"AI is a great additional tool. ... We view it as almost this new opportunity to be able to utilize the current datasets, new frameworks — being able to analyze — but it doesn't take away the need for a human to access it, to understand the questions that are being asked in the right way, and to frame conversations. So, we look at it just an additional tool, a great tool, but needing that human connection and the framework to be able to … unlock it in the ways that are most helpful," said Emily Gee, marketing director at AeroFarms.
Don't chase the shiny object, focus on solving consumer problems
Companies deploying AI in their organization should focus less on the hype and what problem they are looking to solve for the consumers, said Stephanie Retcho, CMO at Hungryroot.
“We're using technology to solve a burdensome problem for customers, and I think that's the key.

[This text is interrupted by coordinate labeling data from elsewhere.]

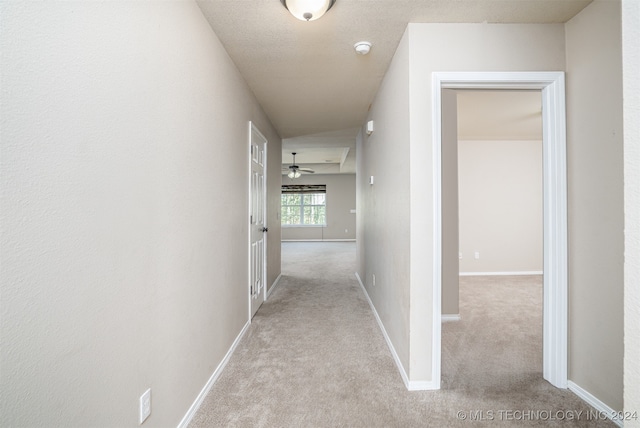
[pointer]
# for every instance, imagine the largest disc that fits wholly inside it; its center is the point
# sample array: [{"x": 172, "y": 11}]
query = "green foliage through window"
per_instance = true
[{"x": 304, "y": 209}]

In terms of things to watch out for when you're leveraging AI. What question are you trying to answer? What problem are you actually trying to solve?” she said. “I think that in our space, there's a little bit of chasing what's shiny and not really spending the right amount of time figuring out what problem you're trying to solve.”
CPG companies can solve a range of problems with AI and use it to gain insight into how to improve their sales process, better market to consumers, and more, the panelists shared. Recently, Aerofarms used its AI platform to better understand how its customers were using its Micro greens products and used that information to create a better website to explain the benefits of the products, Gee said.
"AI has helped to also understand our consumer better so that we can then create a more targeted experience on our website," Gee said. "It's a great way for them also being able to have SEO and digital optimization that's then aligned with those target audiences. But again, always making sure that there is a person and that … checks-and-balances system."
Keeping humans in the decision-making seat
While AI can drive efficiency, the technology shouldn't replace humans in making business decisions, noted Mir Ali, head of digital engineering at Kraft Heinz Company.
“At the end of the day, this is a technology, and there's room for error. So, we need to make sure this does not overtake human capabilities," Ali said. "At the end of the day, human needs to be in the loop to actually make that trigger ... so it's not accurate. It's not 100%, and it's not going to replace anybody."
Though AI might not replace humans, organizations might need to shift roles and responsibility around to better capitalize on the technology, Retcho noted.
“To those who think that [AI is] about losing jobs or a threat to jobs, I think it might shift responsibilities, but I think that the notion that there's a complete replacement there is a little bit of a misnomer... There's going to need to be human intervention to guide, to create the framework that you apply with AI, and that probably just shifts a little bit where you put roles and responsibilities.”